The True Cost Of Addiction Extends Far Beyond Money

The story of Erick Lindgren epitomizes the extreme highs and life-threatening lows that result from addiction. Lindgren, a professional poker player, has earned $10 million in his 15-year career playing tournaments and live games all over the world. But his other gambling ventures, particularly sports, caused him to simultaneously accumulate about $10 million in debt in that same time period.

The 37-year-old husband and father of one child checked himself into a rehab facility in Newport Beach, California at the beginning of 2013. He also filed for Chapter 7 bankruptcy. His reputation quickly changed from All-American success story to lying, cheating thief who duped many individuals out of millions of dollars. Despite admitting his gambling problem and completing rehab, Lindgren is back on the circuit playing poker today.

Gamblers Anonymous, the country's oldest and most prominent fellowship for problem gamblers, says via its website that a compulsive gambler will never be a "normal" gambler again. One small bet after abstaining is like a recovering alcoholic taking one sip of beer. The obsession that your mind and body have no control over ultimately returns with disastrous results.

Several individuals in the public poker forum Twoplustwo.com continue demanding Lindgren pay them, while mocking him for gambling days after exiting rehab. Addicts, whether its gambling, drugs, pornography or shopping, simply have no control over their problem. All 12-step programs require complete abstinence from the addiction and acceptance of the fact you've lost control.

The consequences of unchecked addiction extend far beyond the individual with the problem. That is why taking that first step of admitting you have a problem is the most critical of all.

Destruction of Marriage and Families

Data compiled by Prodigals International, a sex addiction recovery organization, found that 40 million Americans view internet pornography on a regular basis. Not surprising, 47 percent of families surveyed said pornography is a problem in their homes.

Pornography addiction changes natural chemical processes in the brain's "reward center," causing a physical dependence on it similar to drug addictions, according to researchers at Cambridge University. Husbands will ultimately be unable able to become aroused with their wives, while a study recently published in the Journal Of Sexual Medicine found female porn addicts to be more hypersexual and promiscuous.

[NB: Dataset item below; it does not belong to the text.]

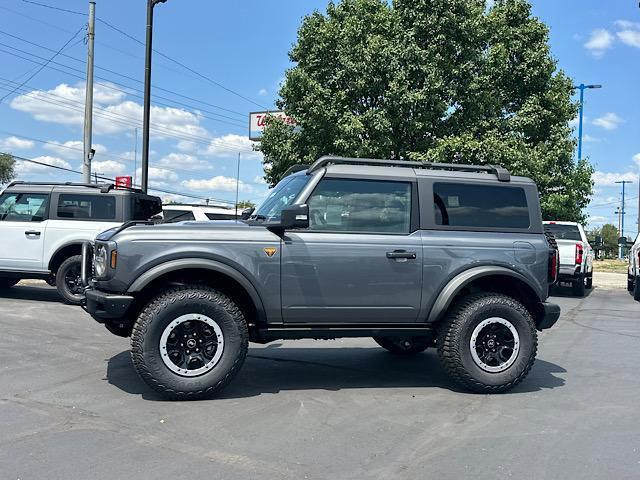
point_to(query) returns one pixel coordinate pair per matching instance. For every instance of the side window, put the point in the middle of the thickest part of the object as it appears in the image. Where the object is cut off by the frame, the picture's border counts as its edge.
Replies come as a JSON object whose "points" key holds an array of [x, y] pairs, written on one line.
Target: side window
{"points": [[488, 206], [361, 206], [175, 216], [86, 207], [23, 207]]}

Violence, sexually-transmitted diseases, infidelity and ultimately divorce are the most common results of porn addiction within families. Sex Addicts Anonymous urges anyone who feels they suffer from pornography addiction to find a meeting in their area immediately. Again, the first step is the most crucial.

Financial Disaster

Elenor Smith charged up more than $34,000 in credit card debt due to her oniomania, better known as compulsive shopping. Making matters worse, she did it all behind her husband's back until that fateful day in 2005 when he answered the phone and was greeted by a bill collector.

Smith told the Daily Mail she's lucky her husband didn't leave her, but the couple is still paying off her debt as of May 2013. They have been stuck living in a small apartment despite having two children and needing more space. The family was in such dire straights at one point, their diets consisted only of noodles, rice and ketchup as they couldn't afford anything else.

The Smiths are lucky commitment, love and opportunity have kept them afloat over the years. Psychologist Bonny Forrest told CNN that buying something/anything gives compulsive shoppers that euphoric feeling similar to what alcoholics get from drinking. Similar to gamblers, compulsive shoppers are vulnerable to committing crimes and will even go as far as stealing to fund their addictions.

A 2006 study published in Journal of Psychiatry estimates that 6 percent of women and 5.5 percent of men are compulsive shoppers. Spouses who suspect a problem should immediately get a service like Lifelock to monitor their accounts. You will also be alerted if someone attempts to open a new account in your name.

Addicts have one of two choices: admit they have a problem and take action, or end up homeless, imprisoned or worse. The choice seems simple.